Citing the violence in Portland, Oregon, where a huge crowd of protestors laid siege to the federal courthouse and other government buildings, Mr. Barr will say violent rioters have hijacked legitimate protests for “senseless havoc and destruction on innocent victims.”
“What unfolds nightly around the courthouse cannot reasonably be called a protest; it is by any objective measure, an assault on the Government of the United States,” he will tell lawmakers.
The Judiciary Committee is chaired by Jerrold Nadler, New York Democrat, who dismissed the violent protests in Portland as “a myth.” Mr. Nadler’s comments came after he was confronted by a pro-Trump activist who captured the exchange on video.
“That’s a myth that’s being spread only in Washington, D.C.,” Mr. Nadler responded.
Mr. Barr, however, will call on committee Democrats to condemn the violence, much of it directed at federal officers.
Mr. Barr will call on committee Democrats to condemn the violence, much of it directed at federal officers.
“To tacitly condone destruction and anarchy is to abandon the basic rule-of-law principles that should unite us even in a politically divisive time,” he will say. “At the very least, we should all be able to agree that there is no place in this country for armed mobs that seek to establish autonomous zones beyond government control.”
Mr. Barr will acknowledge that Blacks’ concerns that they won’t get a fair shake from law enforcement is legitimate, but said it was an oversimplification to blame the police for racial issues plaguing the nation.
The attorney general will also defend his independence as head of the Justice Department.
The committee is filled with some of President Trump’s most outspoken critics, who have accused the attorney general of doing the president’s bidding in cases against his associates.

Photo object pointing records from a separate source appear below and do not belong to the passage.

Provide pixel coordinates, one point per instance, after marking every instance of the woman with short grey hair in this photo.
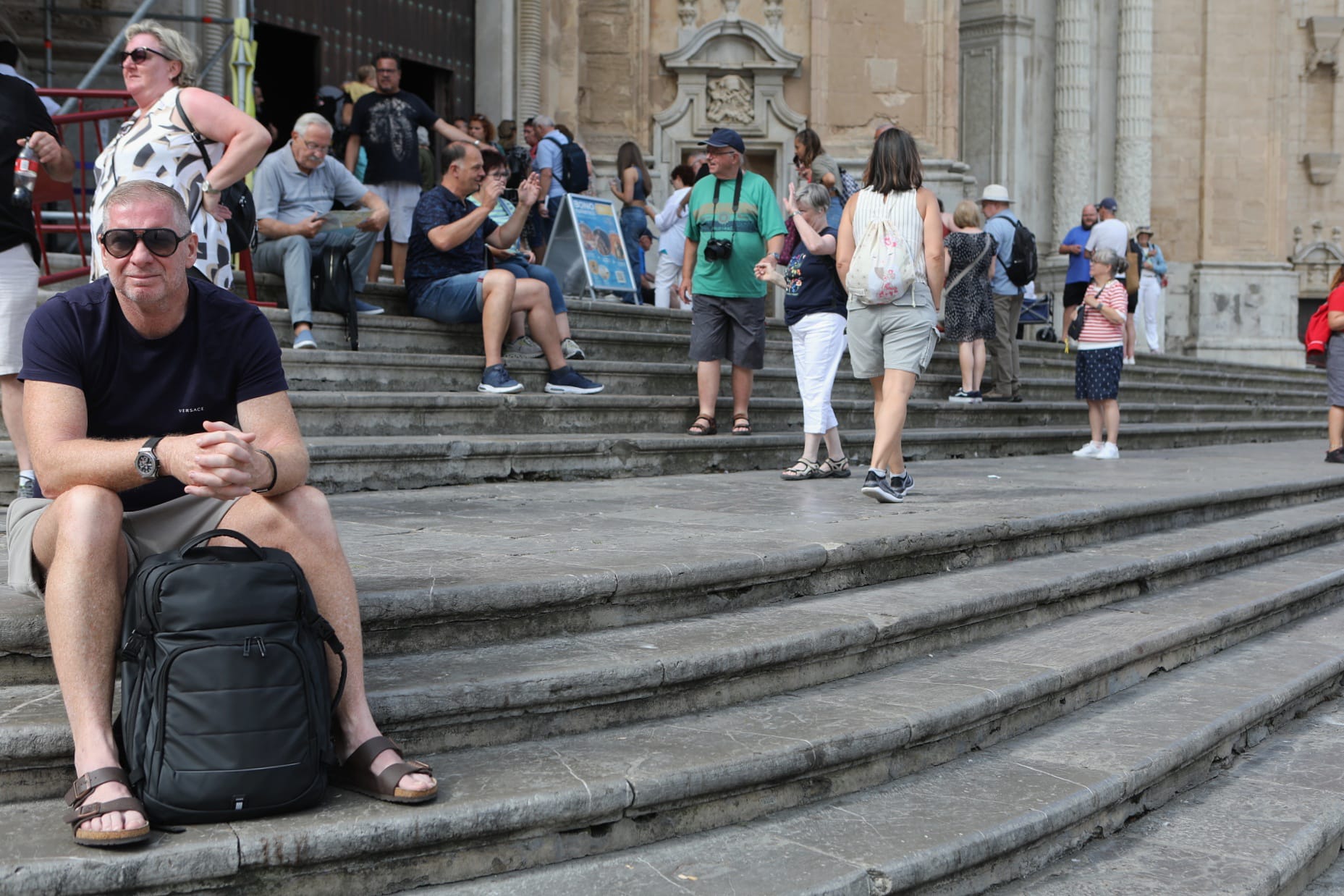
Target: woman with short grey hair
(1101, 354)
(155, 144)
(815, 310)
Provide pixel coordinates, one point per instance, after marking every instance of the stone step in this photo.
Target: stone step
(363, 462)
(423, 373)
(1270, 824)
(988, 816)
(545, 687)
(395, 414)
(977, 793)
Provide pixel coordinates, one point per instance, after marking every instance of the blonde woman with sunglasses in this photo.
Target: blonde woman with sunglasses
(159, 66)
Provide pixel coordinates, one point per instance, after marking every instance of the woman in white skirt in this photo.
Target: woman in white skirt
(892, 343)
(815, 310)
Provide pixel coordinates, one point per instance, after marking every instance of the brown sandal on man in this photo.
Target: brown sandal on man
(357, 774)
(703, 425)
(83, 811)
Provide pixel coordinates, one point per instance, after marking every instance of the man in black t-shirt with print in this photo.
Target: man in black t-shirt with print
(23, 120)
(384, 124)
(158, 410)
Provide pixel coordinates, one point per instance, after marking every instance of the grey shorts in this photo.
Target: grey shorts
(892, 337)
(732, 328)
(1335, 370)
(145, 532)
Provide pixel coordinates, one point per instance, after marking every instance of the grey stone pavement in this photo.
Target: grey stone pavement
(478, 536)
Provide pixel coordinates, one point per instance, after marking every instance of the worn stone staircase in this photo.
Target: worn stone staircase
(714, 684)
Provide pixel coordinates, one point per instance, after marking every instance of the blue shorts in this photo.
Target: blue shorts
(453, 300)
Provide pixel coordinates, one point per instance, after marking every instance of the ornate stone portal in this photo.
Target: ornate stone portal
(730, 75)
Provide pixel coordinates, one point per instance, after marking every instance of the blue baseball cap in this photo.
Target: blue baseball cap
(726, 138)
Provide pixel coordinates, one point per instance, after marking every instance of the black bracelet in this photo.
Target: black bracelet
(274, 472)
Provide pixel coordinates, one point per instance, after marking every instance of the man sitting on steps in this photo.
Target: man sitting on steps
(296, 188)
(158, 410)
(447, 279)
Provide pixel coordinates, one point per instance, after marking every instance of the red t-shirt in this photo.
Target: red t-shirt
(1097, 328)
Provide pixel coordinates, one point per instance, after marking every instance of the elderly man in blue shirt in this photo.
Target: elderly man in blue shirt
(1003, 350)
(296, 187)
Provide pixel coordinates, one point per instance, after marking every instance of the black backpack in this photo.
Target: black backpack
(1022, 263)
(573, 167)
(225, 698)
(334, 290)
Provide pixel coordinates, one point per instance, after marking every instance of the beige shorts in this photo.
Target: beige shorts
(147, 532)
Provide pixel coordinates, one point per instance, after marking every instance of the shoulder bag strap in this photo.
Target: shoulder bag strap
(968, 268)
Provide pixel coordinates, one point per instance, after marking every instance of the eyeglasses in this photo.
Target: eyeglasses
(140, 54)
(160, 241)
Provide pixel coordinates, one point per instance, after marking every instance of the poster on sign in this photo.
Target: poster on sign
(586, 252)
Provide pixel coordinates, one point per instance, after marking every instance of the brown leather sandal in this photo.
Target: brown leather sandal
(355, 774)
(703, 425)
(83, 811)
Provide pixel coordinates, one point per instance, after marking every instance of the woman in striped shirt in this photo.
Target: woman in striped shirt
(1101, 354)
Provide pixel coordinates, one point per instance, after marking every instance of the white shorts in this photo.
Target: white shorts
(18, 300)
(401, 199)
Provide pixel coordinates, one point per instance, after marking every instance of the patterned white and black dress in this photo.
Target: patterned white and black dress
(153, 145)
(969, 307)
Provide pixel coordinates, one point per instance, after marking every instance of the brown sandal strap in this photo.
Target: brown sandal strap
(93, 811)
(367, 751)
(390, 777)
(90, 781)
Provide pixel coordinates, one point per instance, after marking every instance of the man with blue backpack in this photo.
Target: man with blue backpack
(1016, 268)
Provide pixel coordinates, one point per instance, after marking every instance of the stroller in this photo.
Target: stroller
(1039, 310)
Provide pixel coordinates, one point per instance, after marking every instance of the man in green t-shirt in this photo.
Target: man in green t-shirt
(734, 224)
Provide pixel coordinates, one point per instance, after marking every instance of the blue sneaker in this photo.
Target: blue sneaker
(496, 379)
(566, 381)
(879, 489)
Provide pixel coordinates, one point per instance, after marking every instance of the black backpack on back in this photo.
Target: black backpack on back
(334, 290)
(225, 698)
(1022, 263)
(573, 167)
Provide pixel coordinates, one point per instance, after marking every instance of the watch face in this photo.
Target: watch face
(145, 464)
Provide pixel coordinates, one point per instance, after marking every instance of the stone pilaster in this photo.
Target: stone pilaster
(528, 59)
(1073, 158)
(1135, 111)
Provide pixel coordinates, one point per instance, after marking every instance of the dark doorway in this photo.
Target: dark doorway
(287, 70)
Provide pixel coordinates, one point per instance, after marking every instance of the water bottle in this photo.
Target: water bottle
(25, 177)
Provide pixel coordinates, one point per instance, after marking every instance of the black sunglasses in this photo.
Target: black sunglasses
(140, 54)
(160, 241)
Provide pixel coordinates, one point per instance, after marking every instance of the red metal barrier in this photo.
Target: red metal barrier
(80, 191)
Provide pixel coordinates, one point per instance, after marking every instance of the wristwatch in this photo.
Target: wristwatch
(147, 462)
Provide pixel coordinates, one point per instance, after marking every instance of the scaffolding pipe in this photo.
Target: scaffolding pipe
(106, 54)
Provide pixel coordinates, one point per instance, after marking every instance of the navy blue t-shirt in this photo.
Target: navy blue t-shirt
(425, 263)
(222, 354)
(812, 284)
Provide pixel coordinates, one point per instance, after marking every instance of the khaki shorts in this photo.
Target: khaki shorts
(147, 532)
(892, 337)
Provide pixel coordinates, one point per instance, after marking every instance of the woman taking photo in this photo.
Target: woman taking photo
(969, 318)
(892, 343)
(159, 67)
(815, 310)
(820, 168)
(633, 190)
(1101, 354)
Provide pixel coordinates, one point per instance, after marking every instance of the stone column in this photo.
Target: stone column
(1135, 113)
(1073, 164)
(528, 61)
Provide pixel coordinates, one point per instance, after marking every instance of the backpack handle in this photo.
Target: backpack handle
(222, 533)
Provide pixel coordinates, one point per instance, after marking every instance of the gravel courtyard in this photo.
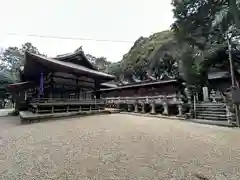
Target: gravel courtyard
(118, 146)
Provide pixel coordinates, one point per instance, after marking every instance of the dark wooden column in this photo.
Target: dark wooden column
(96, 89)
(51, 85)
(77, 89)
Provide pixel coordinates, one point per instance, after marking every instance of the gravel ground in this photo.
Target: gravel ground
(118, 146)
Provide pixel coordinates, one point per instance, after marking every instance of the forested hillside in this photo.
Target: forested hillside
(149, 57)
(201, 30)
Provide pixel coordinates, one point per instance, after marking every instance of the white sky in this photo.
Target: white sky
(95, 19)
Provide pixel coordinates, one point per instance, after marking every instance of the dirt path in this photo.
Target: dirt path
(118, 147)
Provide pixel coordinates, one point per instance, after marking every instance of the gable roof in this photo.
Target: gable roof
(76, 58)
(60, 65)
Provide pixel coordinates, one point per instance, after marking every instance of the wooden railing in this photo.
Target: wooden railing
(145, 99)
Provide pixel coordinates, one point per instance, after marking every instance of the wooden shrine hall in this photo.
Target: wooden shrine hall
(67, 83)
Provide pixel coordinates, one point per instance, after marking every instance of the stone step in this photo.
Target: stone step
(211, 112)
(210, 109)
(211, 103)
(212, 118)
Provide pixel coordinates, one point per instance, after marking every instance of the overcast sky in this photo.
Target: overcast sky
(124, 20)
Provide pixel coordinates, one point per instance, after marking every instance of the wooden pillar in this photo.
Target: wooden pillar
(136, 107)
(62, 91)
(153, 108)
(51, 86)
(229, 114)
(165, 109)
(96, 89)
(77, 89)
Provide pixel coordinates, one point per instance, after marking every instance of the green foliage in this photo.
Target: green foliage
(156, 54)
(204, 26)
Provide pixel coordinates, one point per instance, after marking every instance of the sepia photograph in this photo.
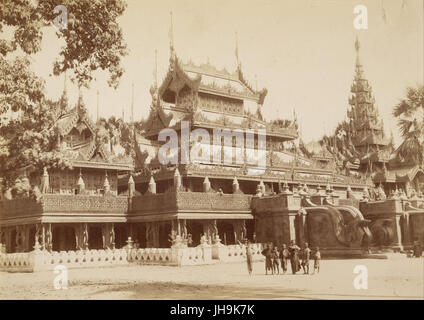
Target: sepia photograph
(222, 150)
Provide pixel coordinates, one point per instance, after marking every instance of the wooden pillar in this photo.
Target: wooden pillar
(149, 234)
(406, 236)
(152, 234)
(398, 244)
(156, 226)
(49, 237)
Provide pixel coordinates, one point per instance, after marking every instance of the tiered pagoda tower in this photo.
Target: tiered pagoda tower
(366, 128)
(203, 196)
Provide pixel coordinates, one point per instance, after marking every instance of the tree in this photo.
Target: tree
(410, 114)
(92, 41)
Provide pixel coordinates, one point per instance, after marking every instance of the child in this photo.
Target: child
(275, 261)
(317, 258)
(267, 252)
(284, 256)
(305, 258)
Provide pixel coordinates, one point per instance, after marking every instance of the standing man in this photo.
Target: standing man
(275, 260)
(284, 256)
(267, 252)
(249, 257)
(317, 259)
(305, 258)
(294, 257)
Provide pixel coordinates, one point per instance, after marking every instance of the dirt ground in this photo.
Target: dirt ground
(394, 278)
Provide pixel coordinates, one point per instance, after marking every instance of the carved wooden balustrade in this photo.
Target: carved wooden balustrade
(190, 201)
(84, 203)
(53, 203)
(238, 252)
(38, 260)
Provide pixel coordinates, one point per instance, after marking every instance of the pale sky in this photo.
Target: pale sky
(302, 51)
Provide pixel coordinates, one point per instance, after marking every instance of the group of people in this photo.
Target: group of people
(299, 258)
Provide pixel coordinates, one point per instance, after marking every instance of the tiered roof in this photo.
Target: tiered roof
(89, 153)
(366, 128)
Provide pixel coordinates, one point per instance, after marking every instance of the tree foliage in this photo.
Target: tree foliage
(410, 114)
(93, 41)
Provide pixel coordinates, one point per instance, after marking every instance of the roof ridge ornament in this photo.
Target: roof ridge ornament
(171, 39)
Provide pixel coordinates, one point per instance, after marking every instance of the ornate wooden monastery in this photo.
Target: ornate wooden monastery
(104, 198)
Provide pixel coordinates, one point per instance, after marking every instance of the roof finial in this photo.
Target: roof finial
(64, 98)
(65, 87)
(80, 102)
(132, 103)
(237, 57)
(357, 47)
(97, 116)
(171, 36)
(156, 68)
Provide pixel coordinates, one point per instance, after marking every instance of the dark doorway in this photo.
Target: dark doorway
(31, 240)
(250, 229)
(195, 229)
(12, 242)
(63, 238)
(121, 236)
(95, 237)
(164, 232)
(139, 230)
(226, 232)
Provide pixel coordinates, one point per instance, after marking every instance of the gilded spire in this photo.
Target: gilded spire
(156, 68)
(171, 38)
(357, 47)
(97, 107)
(132, 103)
(236, 52)
(64, 98)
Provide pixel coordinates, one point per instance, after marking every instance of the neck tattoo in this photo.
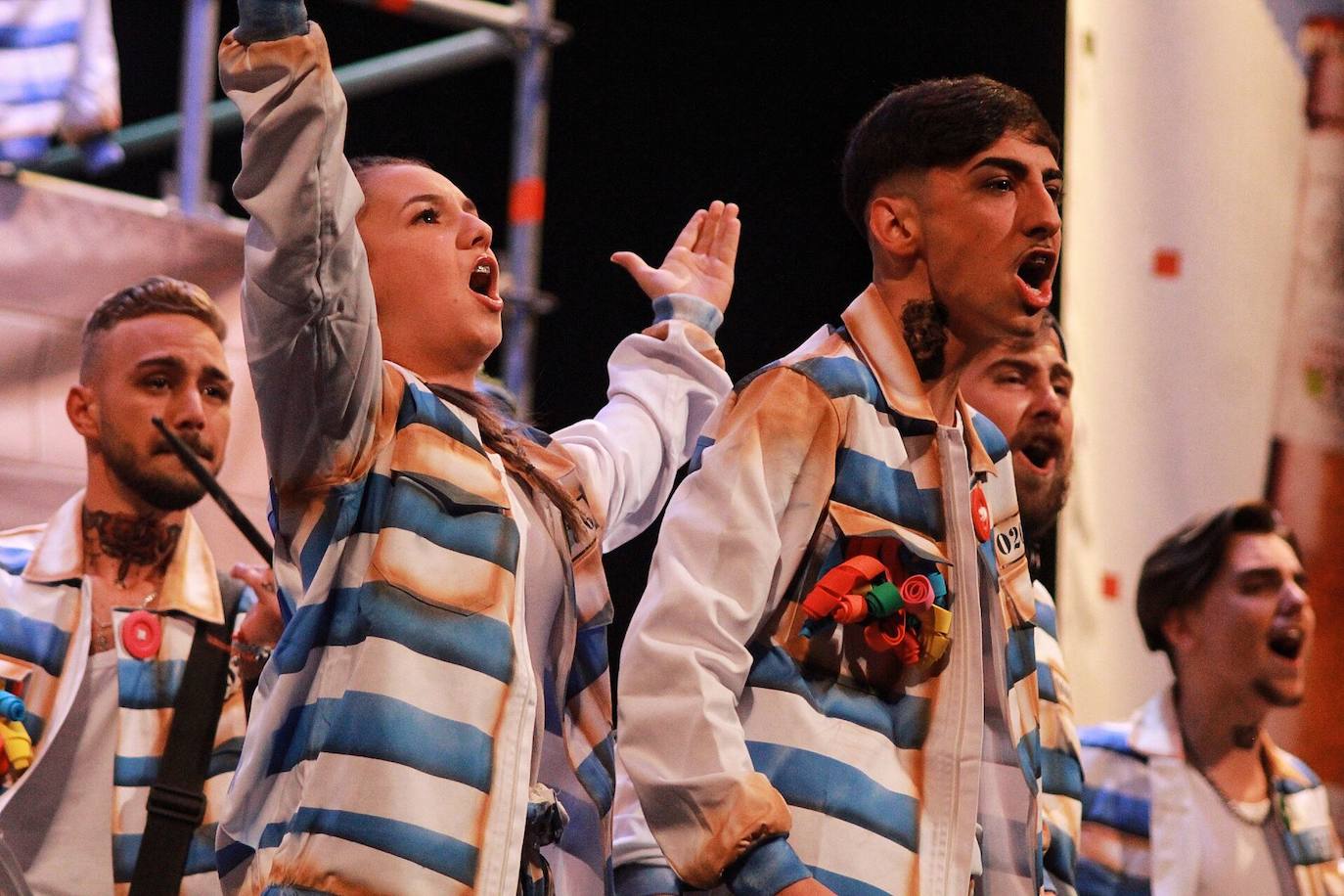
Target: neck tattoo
(135, 542)
(924, 324)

Democrats are expected to grill Mr. Barr about the firestorm over the Justice Departments’ sentencing of Roger Stone, a longtime friend of the President and the decision to abandon the prosecution of Michael Flynn, Mr. Trump’s first national security advisor.
Mr. Barr, however, intends to fire back insisting that his decisions were made in the interests of justice, not the president.
“The president has not attempted to interfere in these decisions,” he will lawmakers. “On the contrary, he has told me from the start that he expects me to exercise my independent judgment to make whatever callI think is right. That is precisely what I have done.”
Mr. Barr will say that he’s “deeply troubled” by what he perceives as the “the grave abuses involved in the bogus ’Russiagate’ scandal.”
He will tell lawmakers his independence has allowed the Justice Department to return to applying a singular standard of justice for everyone.